Peyton Watson was the only inactive player on either team. As he continues to recover from a right hamstring strain that he reaggravated on April 1, the growing sense around the team is that he’ll miss at least a couple more games, a source told The Denver Post.

His absence was a troubling sign for the Nuggets’ bench depth and for their defensive optionality against Edwards. Adelman said earlier this week that he hoped to start the playoffs with “at least nine guys out there (to) see the rotation, how it works,” then to shorten his rotation throughout the series. With Watson ruled out for Game 1, it wasn’t so simple.

“I’ll say I’m gonna play eight and a half going in,” Adelman said before tip. “That’s kind of the way you look at it.”

Spencer Jones was the eighth man, making his playoff debut and checking in for the first time since March 29. The 24-year-old was sidelined by a right hamstring injury of his own late in the regular season, interrupting his momentum right after the Nuggets had found success with him as a quasi-backup center.

They had to rely on him and Cam Johnson at the four through most of the first half Saturday after Gordon got in foul trouble. Both were ready for the task defensively. Johnson put in good work against Randle and Edwards in isolation. Offensively, he had Edwards guarding him, so Denver tested the star guard’s off-ball defense by running a steady diet of plays for Johnson. He scored 10 of his 12 points before halftime. The other two: a game-sealing floater with 53 seconds to go.

As for the ninth man to complete Adelman’s eight and a half? Jonas Valanciunas played the eight minutes Jokic was off the floor, attempting to match Rudy Gobert in size on the glass. Murray and Johnson staggered. The Timberwolves forced Murray to defend pick-and-rolls while Valanciunas was down the floor in coverage, resulting in a couple of pull-up 3s. But otherwise, Minnesota didn’t have a reliable source of shot creation with Edwards and Randle both off the floor. Murray got into a midrange rhythm during the second quarter, and Denver won the first non-Jokic minutes of the playoffs by seven to find new life.

That stint was a minus-five to start the fourth quarter, prompting Adelman to go back to Jokic with nine minutes left and a seven-point lead. Gobert was impressive in 1-on-1 defense against the three-time MVP most of the day, and he forced the Nuggets to respect him offensively by finishing through contact around the rim.

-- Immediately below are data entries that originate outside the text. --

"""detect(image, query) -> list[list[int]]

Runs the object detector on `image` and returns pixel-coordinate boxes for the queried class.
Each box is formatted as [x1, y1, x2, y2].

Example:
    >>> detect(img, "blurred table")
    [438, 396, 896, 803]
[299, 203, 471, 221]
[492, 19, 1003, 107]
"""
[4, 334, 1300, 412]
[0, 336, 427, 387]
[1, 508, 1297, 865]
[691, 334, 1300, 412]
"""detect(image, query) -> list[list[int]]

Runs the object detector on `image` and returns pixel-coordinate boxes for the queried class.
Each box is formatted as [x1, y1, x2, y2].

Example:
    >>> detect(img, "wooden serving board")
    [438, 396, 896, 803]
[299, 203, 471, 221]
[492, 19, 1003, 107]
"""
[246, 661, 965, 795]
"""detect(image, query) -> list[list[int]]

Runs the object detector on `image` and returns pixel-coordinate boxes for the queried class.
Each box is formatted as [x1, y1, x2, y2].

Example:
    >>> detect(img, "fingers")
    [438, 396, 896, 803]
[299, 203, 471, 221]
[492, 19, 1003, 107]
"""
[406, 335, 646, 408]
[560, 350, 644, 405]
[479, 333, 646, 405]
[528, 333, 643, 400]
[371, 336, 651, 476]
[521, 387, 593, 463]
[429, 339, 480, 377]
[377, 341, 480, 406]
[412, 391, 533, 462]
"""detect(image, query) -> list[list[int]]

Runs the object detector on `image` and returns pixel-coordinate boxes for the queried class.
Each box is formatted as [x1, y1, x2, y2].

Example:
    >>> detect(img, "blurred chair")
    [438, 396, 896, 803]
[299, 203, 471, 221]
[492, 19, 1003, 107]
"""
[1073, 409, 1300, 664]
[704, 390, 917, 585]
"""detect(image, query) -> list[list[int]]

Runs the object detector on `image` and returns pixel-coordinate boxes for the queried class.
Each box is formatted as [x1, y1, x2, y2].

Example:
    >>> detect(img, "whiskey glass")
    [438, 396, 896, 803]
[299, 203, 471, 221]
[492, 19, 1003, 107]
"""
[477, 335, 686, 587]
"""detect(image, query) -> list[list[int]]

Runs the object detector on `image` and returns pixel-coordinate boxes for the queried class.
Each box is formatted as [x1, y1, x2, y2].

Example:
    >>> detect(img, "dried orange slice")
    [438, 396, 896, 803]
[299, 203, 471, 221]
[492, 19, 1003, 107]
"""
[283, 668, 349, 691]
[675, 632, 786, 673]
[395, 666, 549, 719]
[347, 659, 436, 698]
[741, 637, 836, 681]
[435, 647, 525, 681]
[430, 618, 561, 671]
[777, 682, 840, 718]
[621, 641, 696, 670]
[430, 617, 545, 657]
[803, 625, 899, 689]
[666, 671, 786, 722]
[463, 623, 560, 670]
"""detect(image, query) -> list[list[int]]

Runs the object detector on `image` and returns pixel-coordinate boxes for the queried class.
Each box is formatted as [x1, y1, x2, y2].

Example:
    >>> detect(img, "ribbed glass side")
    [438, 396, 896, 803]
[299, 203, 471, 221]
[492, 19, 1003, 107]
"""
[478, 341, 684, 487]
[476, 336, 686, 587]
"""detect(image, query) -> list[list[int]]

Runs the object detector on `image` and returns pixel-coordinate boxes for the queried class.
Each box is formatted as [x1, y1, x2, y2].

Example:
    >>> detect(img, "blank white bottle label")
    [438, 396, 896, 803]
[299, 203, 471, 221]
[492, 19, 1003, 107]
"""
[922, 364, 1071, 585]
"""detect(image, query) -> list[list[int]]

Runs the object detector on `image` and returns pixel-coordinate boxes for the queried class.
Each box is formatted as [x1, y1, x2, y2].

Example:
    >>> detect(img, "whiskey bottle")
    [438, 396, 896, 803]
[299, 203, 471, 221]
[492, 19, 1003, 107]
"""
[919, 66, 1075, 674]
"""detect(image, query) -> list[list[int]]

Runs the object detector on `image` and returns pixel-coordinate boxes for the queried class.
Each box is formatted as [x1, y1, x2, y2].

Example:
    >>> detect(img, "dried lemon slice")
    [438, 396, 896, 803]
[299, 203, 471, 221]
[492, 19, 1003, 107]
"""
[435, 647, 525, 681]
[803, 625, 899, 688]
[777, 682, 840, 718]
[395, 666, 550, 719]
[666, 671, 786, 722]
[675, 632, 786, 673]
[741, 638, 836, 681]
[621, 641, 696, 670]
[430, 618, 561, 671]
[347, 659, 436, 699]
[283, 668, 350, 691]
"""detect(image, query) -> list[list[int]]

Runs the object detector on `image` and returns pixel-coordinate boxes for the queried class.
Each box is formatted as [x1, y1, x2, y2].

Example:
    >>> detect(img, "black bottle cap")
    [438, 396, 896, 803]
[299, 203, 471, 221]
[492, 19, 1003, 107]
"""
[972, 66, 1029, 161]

But Jokic delivered a decisive sequence with six minutes remaining after Minnesota had cut it to two. Ayo Dosunmu was amping up the pressure. He gave the ball to Murray on the baseline after scoring, ready to pick him up full-court as the Wolves are fond of doing. After the Nuggets got the ball up, Jokic drained a tough floater over Gobert while getting fouled. He disrupted a pass by Randle at the other end, leading to a steal, then tipped in a missed 3-pointer in transition to put Denver back up 102-95.